The 1.75% "e-levy", which would includes taxes on mobile money payments, has been met with fierce resistance by some politicians and the public since it was proposed in November.

Supporters say the levy will widen the tax base to ease Ghana's growing debt burden, while opponents say it will disproportionably impact lower-income communities and those without access to banks.

Controversy over whether to include the levy in the national budget held up its passage for weeks and ultimately sparked a fist fight among more than a dozen lawmakers during parliament's final session of the year last month.

The government will submit the e-levy to parliament as a separate bill by the end of the month, as Ghanaian law requires of new taxes included in the budget, Finance Minister Ken Ofori-Atta said during a press briefing on Tuesday.

Parliament reconvenes on Jan. 25.

"The e-levy would not only ensure that we move towards a more sustainable debt level but would also ensure that we have the revenues to sustainably invest in entrepreneurship, youth employment, cyber security, digital and road infrastructure," Ofori-Atta said.

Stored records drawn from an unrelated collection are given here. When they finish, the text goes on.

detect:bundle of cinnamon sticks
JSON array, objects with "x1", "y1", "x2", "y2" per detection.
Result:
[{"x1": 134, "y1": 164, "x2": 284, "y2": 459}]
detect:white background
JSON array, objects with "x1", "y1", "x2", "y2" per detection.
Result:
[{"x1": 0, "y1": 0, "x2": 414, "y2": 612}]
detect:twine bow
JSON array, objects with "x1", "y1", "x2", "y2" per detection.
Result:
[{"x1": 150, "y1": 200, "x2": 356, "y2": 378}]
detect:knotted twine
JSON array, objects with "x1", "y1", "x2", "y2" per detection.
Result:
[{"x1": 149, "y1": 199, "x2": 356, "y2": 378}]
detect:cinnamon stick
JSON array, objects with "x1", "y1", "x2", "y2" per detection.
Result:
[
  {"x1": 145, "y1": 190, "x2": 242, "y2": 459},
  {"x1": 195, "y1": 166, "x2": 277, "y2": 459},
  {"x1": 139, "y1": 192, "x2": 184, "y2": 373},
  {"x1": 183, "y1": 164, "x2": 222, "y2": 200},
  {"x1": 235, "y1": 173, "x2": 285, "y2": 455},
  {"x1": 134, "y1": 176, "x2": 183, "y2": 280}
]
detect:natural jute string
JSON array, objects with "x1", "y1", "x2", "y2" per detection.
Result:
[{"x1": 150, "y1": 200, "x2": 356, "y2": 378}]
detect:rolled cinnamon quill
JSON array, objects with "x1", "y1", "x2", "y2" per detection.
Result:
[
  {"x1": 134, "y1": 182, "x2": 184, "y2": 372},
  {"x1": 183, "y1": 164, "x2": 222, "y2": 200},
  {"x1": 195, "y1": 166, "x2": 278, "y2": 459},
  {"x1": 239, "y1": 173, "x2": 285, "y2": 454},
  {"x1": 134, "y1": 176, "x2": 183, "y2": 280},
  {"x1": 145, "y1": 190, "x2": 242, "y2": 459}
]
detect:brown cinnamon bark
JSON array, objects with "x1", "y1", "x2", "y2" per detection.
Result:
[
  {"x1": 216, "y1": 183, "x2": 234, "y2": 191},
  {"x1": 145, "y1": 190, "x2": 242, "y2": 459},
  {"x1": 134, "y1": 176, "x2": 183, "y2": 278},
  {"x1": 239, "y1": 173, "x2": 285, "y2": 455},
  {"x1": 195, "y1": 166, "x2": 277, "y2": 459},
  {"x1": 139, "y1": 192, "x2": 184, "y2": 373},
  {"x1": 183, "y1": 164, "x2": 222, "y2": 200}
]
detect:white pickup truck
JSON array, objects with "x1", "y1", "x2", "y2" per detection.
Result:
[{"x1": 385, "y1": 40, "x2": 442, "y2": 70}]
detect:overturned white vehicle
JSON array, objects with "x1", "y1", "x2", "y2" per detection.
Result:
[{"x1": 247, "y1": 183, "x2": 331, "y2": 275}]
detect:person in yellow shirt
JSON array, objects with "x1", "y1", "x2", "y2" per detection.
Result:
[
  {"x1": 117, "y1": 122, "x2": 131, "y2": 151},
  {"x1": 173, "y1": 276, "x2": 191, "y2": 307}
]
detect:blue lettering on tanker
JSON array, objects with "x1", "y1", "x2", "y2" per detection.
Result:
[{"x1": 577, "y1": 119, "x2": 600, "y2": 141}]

Economists worry that Ghana's double-digit fiscal deficit could soon spiral into a full-on debt crisis, despite the economy's quick rebound from setbacks caused by the COVID-19 pandemic.

Fitch Ratings last week downgraded Ghana's sovereign rating from B to B-, citing concerns it will likely be unable to issue bonds on international capital markets in 2022. Prospects for doing so in 2023 are uncertain, the ratings agency said.

Ghana's debt-to-GDP ratio was 78.4% in November, Ofori-Atta said. The total debt burden currently stands at almost $6 billion (37.5 billion Ghanaian cedi).

"We are paying the price for low resource mobilisation through insufficient capital investment," Ofori-Atta said. "As such, we have had to borrow more than others."